The aspirations of America’s most populous and prosperous state could yet again be a bellwether for the rest of the country in the next two elections. November 2008 is the ballot target date for the California High Speed Rail Authority’s key referendum on funding. If it’s successful, the state will have the nation’s first world-class high-speed rail network. It will also provide a major boost to urban rail projects in California.
Some might be too quick to dismiss these ambitions as another dream in a land of dreamers. After all, Californians, like Texans and Floridians, have had high-speed rail studies since back in the late 1970s. Yet as will be pointed out below, the California approach might hold lessons for other high-speed aspirants.
The authority has already received environmental clearance at a project level for its network, the first for a high-speed rail system in the U.S. Recently, it named its program management team, and has begun the first of the next four phases, getting ready for preliminary engineering and further environmental approval for each of the six regional segments of the 700-mile statewide network.
Firsts for U.S., if successful
True, the Northeast Corridor was the first application of high-speed rail in the U.S., but the California project would be the first “very high-speed” system, like those of Spain, France, Germany and Japan, among others. The system will have a top commercial speed of 220 mph, serving the major metropolitan centers of the San Francisco Bay Area, Sacramento, Los Angeles and San Diego, as well as points in between. Studies have estimated that the system could carry as many as 68 million passengers each year by 2020.
The plan is based on proven high-speed steel wheel/steel rail technology long in use in Asia and Europe without serious accident (the recent accident in Germany was a maglev test train), even in earthquake-prone Japan, Taiwan and Korea. To achieve these speeds, the lines would operate on a mostly dedicated, fully grade-separated track with security fencing, surveillance systems and intrusion detection.
Because the program will provide a level of rail service technology not yet available in the U.S., many components of the project will require departures from existing American standards. Moreover, the project will incorporate international rolling stock, control systems, special structural design techniques and project delivery techniques that will need the approval of state and federal regulators. Last, but perhaps most difficult, the authority will need voter approval for a $10 billion bond issue that helps fund the project price tag, which could run as much as $40 billion over the next three decades.

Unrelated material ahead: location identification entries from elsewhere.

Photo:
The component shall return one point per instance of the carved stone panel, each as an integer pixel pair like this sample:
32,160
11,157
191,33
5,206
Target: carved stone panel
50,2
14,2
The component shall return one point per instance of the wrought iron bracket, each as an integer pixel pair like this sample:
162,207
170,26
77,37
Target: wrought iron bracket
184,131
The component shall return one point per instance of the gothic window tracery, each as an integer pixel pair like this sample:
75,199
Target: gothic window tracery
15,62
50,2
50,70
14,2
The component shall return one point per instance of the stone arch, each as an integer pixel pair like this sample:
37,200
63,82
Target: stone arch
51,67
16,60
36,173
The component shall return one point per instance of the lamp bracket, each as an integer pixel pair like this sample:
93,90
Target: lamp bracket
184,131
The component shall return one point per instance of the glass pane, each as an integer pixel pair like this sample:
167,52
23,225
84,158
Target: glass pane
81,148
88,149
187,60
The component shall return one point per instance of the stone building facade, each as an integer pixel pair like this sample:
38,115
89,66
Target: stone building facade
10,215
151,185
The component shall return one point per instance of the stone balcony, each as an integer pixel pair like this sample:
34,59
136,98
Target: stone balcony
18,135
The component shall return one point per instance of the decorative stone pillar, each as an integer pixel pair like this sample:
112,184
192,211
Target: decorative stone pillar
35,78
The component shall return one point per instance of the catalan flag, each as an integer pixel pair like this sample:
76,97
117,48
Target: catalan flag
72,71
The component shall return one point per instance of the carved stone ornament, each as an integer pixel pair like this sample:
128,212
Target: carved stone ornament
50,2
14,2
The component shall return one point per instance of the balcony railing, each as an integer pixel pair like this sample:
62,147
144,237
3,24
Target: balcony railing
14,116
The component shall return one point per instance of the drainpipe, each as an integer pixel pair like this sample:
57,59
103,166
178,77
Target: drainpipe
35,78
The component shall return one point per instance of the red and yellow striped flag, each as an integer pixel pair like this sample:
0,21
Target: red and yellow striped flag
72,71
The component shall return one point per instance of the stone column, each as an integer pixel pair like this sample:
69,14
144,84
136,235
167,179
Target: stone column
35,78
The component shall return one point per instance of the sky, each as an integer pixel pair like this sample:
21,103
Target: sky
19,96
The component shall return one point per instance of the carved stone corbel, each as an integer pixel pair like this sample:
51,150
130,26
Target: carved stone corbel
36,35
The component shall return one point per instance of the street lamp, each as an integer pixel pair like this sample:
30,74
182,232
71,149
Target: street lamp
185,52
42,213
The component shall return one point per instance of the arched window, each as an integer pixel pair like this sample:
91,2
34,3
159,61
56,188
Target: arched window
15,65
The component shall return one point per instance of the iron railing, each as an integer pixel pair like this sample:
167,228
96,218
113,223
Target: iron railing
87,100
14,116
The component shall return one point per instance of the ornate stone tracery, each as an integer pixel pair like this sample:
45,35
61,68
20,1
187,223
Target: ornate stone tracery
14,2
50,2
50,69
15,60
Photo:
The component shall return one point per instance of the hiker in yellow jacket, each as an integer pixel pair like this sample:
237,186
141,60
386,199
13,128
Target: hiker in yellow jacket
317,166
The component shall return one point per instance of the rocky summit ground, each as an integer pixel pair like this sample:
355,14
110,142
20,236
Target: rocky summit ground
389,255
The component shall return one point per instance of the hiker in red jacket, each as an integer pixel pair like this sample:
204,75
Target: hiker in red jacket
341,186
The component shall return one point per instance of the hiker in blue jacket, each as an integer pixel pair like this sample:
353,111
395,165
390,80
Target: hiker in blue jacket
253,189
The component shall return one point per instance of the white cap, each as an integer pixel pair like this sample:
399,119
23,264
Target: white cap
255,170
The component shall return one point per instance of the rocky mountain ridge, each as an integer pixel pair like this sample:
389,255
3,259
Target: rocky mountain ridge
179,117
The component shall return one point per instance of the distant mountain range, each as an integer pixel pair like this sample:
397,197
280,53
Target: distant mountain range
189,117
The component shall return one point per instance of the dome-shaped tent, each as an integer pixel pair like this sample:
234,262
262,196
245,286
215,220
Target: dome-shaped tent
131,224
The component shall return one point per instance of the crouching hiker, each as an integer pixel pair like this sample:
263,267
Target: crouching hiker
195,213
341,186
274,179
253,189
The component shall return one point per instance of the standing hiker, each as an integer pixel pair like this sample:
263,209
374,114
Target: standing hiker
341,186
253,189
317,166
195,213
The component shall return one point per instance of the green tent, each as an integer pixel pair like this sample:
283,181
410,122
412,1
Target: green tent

Officials know these are huge challenges and that key to sustaining and building the political support needed for a successful bond measure two years from now will be racking up progress that shows immediate benefits. Like urban rail projects, future build-outs are politically more feasible when the first segments are successful.
Accordingly, the authority plans to make immediate alignment upgrades that will benefit existing commuter and inter-city rail service to improve safety and relieve corridor congestion through signaling and other improvements. Then, the project will work with local authorities again to upgrade electrification of existing commuter and inter-city rail service to improve air quality, increase speed and also to be compatible with full 220 mph high-speed service.
By deploying an implementation strategy that uses the experience of similar programs around the world — successes as well as mistakes — the California authority hopes to minimize project and political risk while showing measurable progress. The plan calls for environmental “records of decision” on all six of the regional segments of the system by the end of 2009. And because work will be performed concurrently throughout the state, some segments will likely be completed earlier than others. Immediately after the November 2008 bond referendum is passed, the authority will be ready to go with several “early construction packages” on segments that received earlier environmental clearance.
Thus, in this way, California’s high-speed program will be not only a triumph of fast technology but a lesson in fast-tracking complex projects with regional synergies. It will build incrementally the political buy-in as it constructs the system.